In general the problems with the existing methods are poor productivity and difficulty in scaling up the process. For homogenizator-based fibrillation scaling-up would require a multiple set of fibrillation units as well as a consistency enhancer, which further makes the process difficult to scale up.

The known TEMPO-mediated oxidations in particular are uneconomical due to the high chemical cost, and therefore have not won wide practical use so far. Limiting oxidation to the fibre surfaces only, as suggested in the prior art, is not well suited for preparation of gel-like final MFC products.

SUMMARY OF THE INVENTION

The problem solved by the invention is to improve oxidative treatment of cellulosic pulp, in particular in the production of MFC, so as to reduce the material costs and turn this route of manufacture economically viable. The goal is also to reduce overall energy consumption, and to obtain oxidized pulp at an increased consistency, which is suitable for being further dried or then transported wet or dry to another location, where it is turned to MFC for use as the final product. A further goal is to obtain a final MFC product in the form of a suspension with an increased viscosity.

The solution according to the invention is production of oxidized cellulose through the steps of (i) providing an aqueous pulp suspension with a consistency of at least 15 wt-%, (ii) adding at least one oxidant to the suspension, and (iii) oxidizing the suspension under mechanical mixing or shearing. According to the invention a gel-like suspension comprising MFC is obtained by the further step of (iv) subjecting the oxidized suspension from step (iii) to fibrillation, preferably homogenization. Oxidation in relatively high consistency, as defined above, under light and gentle mechanical mixing with low shearing forces improves the fibre structure and homogeneity and reduces formation of fines. The amount of chemicals used is typically lower compared to oxidation in lower consistencies. The mild treatment together with the high consistency avoids cutting of the fibres and is thereby conducive to obtaining MFC with a high aspect ratio. Fibrillation of the oxidized pulp effectively breaks down fibres into individual fibrils and yields a suspension of MFC, which surprisingly was found to have a much increased viscosity as compared to pulp oxidized at a conventional low consistency.

According to the invention an increased consistency enhances shearing of fibres and opens their inner structure so as to produce a uniform oxidation throughout the material. Such disruption brings fibrillation and yields suspensions of increasing transparency, which require very little further fibrillation to obtain MFC as final product. At the same time the amount of mediating oxidation catalyst is reduced to a fraction of the dose needed for oxidation at a conventional low consistency.
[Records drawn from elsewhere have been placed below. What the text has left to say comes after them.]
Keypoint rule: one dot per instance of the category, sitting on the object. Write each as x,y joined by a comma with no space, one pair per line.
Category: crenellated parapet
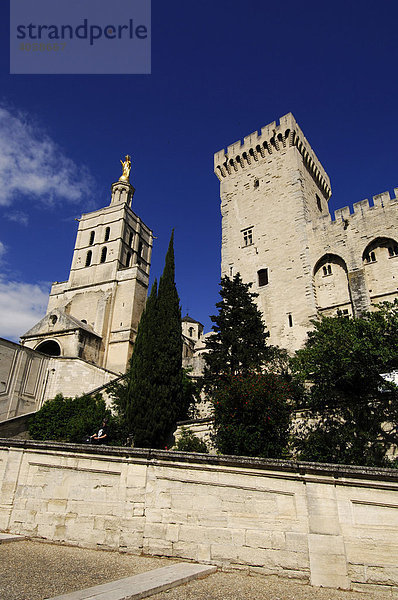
380,201
260,146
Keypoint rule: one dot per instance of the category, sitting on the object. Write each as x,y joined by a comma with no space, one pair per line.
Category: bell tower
94,315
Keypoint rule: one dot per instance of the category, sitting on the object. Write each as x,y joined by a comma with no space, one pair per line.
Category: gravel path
240,586
35,570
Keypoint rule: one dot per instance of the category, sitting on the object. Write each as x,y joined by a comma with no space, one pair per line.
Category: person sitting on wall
101,437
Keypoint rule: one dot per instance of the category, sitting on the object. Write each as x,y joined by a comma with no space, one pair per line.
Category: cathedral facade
94,315
277,232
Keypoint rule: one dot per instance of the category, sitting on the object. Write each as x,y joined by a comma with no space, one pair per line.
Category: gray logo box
80,36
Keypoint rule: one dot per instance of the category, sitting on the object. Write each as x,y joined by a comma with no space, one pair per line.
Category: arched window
50,347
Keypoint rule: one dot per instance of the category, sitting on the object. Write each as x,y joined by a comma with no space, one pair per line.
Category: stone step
143,585
10,537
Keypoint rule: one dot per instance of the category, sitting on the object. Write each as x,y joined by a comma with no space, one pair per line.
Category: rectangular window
248,237
262,275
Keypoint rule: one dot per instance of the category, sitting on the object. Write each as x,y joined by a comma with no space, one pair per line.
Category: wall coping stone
248,463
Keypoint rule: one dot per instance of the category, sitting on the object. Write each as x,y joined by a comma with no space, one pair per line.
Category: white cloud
18,217
33,165
22,305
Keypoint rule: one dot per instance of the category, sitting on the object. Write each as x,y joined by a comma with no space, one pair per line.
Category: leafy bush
73,419
189,442
252,415
352,405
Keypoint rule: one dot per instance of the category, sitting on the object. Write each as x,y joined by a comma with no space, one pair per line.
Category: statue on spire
126,166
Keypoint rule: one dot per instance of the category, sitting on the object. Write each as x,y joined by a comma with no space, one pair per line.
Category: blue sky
220,70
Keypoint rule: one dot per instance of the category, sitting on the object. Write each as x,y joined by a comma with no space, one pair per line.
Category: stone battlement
271,140
383,200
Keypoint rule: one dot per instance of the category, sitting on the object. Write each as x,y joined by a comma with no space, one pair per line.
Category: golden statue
126,165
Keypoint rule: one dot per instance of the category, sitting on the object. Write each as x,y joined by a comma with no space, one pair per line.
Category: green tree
189,442
250,407
353,409
70,419
252,415
238,345
151,396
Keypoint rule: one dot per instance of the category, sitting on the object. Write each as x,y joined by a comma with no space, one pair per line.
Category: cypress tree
141,389
168,407
152,393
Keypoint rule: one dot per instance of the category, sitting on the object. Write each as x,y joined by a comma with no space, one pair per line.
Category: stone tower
278,234
95,314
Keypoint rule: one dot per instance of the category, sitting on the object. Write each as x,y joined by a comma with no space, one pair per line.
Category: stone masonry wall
28,378
333,526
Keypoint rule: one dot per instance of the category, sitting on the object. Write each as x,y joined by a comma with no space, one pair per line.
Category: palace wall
277,232
330,525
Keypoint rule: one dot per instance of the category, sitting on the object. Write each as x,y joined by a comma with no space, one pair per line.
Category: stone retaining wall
331,525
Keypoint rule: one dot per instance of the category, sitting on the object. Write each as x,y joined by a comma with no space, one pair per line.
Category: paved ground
34,571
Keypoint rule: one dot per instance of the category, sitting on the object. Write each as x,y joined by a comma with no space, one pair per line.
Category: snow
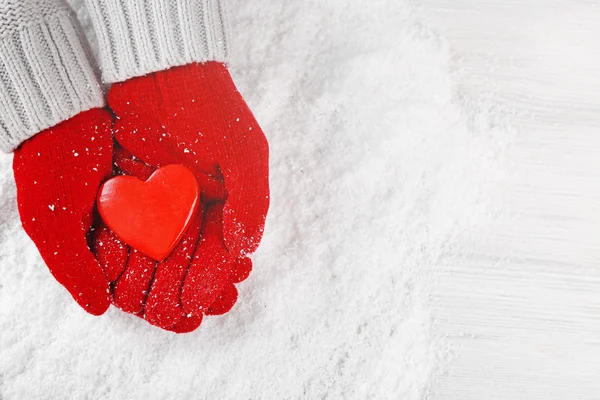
376,168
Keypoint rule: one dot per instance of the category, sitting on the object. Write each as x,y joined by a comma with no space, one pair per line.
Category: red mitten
57,173
153,290
194,116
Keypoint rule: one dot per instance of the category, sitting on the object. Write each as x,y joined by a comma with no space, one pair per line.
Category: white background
434,231
522,307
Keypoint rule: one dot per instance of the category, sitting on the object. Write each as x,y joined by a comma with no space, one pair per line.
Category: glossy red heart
151,216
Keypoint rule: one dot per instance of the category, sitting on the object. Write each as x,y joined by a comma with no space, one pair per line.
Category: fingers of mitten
224,302
129,164
246,172
186,324
163,307
132,288
209,271
241,269
110,251
73,266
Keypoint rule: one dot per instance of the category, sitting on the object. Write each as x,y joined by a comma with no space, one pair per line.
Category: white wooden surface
520,303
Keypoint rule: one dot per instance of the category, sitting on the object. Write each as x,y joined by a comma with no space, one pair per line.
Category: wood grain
521,303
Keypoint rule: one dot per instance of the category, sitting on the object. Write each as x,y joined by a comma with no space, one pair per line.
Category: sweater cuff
138,37
45,73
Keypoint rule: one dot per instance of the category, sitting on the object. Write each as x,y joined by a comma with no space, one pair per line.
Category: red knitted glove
58,173
194,116
152,290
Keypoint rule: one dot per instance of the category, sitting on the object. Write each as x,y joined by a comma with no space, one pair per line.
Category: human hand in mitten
194,116
57,174
151,289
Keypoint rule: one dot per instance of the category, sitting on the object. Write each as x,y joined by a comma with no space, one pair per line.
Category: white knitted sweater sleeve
137,37
45,73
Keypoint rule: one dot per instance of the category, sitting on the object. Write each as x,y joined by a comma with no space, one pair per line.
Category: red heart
150,216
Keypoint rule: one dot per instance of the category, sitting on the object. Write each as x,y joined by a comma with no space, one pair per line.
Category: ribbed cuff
45,73
137,37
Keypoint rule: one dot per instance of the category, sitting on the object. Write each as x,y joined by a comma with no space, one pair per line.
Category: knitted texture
45,73
57,174
137,37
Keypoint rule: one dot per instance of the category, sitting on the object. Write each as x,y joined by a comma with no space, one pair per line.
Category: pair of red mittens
191,115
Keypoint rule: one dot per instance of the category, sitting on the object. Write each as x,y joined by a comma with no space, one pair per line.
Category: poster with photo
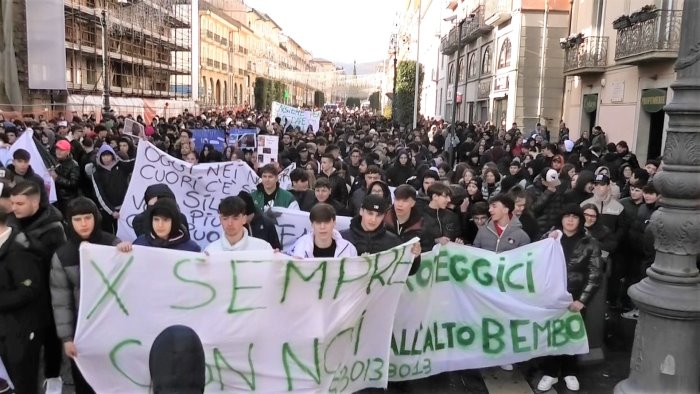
268,148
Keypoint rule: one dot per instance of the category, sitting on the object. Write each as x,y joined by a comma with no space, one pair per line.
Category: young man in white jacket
234,235
324,241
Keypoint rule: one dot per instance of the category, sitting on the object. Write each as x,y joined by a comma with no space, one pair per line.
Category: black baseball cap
375,203
602,178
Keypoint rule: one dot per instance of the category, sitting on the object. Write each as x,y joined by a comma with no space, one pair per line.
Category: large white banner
198,189
270,323
267,323
470,308
26,142
295,116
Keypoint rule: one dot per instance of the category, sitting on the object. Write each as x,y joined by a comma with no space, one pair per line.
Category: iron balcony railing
662,32
496,7
592,52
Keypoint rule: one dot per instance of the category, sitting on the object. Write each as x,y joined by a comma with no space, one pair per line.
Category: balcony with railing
449,43
497,11
589,56
656,36
476,27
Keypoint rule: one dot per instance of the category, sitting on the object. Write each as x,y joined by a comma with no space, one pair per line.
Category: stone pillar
666,352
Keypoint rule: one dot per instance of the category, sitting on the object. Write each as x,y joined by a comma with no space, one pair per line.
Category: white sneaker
572,383
633,314
546,383
53,385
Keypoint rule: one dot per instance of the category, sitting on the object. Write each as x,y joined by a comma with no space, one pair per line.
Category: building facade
510,66
619,65
148,60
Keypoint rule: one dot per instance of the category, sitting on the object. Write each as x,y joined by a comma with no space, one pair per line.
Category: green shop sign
653,100
590,102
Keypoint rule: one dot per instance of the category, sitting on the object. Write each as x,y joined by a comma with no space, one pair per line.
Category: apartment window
486,61
504,55
460,67
471,65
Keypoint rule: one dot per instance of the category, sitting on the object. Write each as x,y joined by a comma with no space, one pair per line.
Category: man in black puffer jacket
368,233
83,226
20,308
439,223
547,195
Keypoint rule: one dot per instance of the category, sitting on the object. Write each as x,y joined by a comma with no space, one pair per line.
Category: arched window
486,62
472,65
504,55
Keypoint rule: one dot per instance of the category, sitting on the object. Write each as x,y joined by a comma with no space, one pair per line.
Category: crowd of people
489,187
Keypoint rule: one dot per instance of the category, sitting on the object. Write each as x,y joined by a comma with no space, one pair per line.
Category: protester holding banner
260,225
154,193
165,229
269,194
235,237
83,219
368,233
584,271
41,224
22,170
21,310
301,189
66,175
324,241
110,179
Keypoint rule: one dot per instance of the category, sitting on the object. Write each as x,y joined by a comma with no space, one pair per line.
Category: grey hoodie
513,237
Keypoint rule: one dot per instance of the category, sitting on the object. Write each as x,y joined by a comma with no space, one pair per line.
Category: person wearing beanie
401,170
260,225
66,176
165,228
235,236
151,195
83,219
368,233
584,272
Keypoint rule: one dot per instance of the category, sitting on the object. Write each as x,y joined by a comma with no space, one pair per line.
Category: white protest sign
284,179
295,117
268,148
26,142
469,308
133,128
198,190
293,223
267,323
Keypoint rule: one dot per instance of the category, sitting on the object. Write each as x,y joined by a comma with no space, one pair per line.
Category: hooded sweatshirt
111,181
178,239
159,190
177,363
For improved logistics oxidation may be carried out at the pulp mill where the cellulosic pulp originates, and the resulting oxidized suspension, still at a high consistency, is then transported to another location, e.g. the site of final use of the MFC product, for being washed and fibrillated at a lower consistency to obtain the final product. The oxidized suspension may even be dried for the transport, as it is readily redisperged in water for regenerating the aqueous suspension. The high surface charge density of the fibrils obtained according to this method enhances the re-wettability and dispergation.

Instead of MFC an oxidized suspension at a high consistency may constitute the final product. In other words, the final fibrillation step yielding MFC is not necessary for the invention in its broadest terms. Such suspension of high consistency is useful as a constituent of coating or barrier dispersions for instance.

Instead of homogenization the fibrillation step for producing MFC may be mechanical grinding, fluidization, mechanical fibrillation, extrusion etc., such alternative fibrillation techniques being as such known to a skilled person.

Preferably the consistency of the pulp suspension subjected to oxidation is in the range of 20 to 30 wt-%. Even higher consistencies up to 40 wt-%, 50 wt-% or 60 wt-% or more may be useful. Due to drying the consistency may increase in the course of oxidation, which may take several hours.

BRIEF DESCRIPTION OF THE FIGURES

FIG. 1. Light microscopy image (2.5× magnification) of example 1 (5 w-% consistency oxidation) after oxidation (before fibrillative treatment). Bar length 1 mm.

FIG. 2. Light microscopy image of example 2 (2.5× magnification (20 w-% consistency oxidation) after oxidation (before fibrillative treatment). Clearly more fibrillation of the fibre is seen when compared to example 1. Bar length 1 mm.

FIG. 3. Light microscopy images (10× magnification) of example 1 (low consistency, 5 w-% oxidation) after a) first, b) second and c) third fluidisation cycle. Bar length 100 μm.

FIG. 4. Light microscopy images (10× magnification) of example 2 after a) first b) second and c) third fluidisation cycle. Bar length 100 μm.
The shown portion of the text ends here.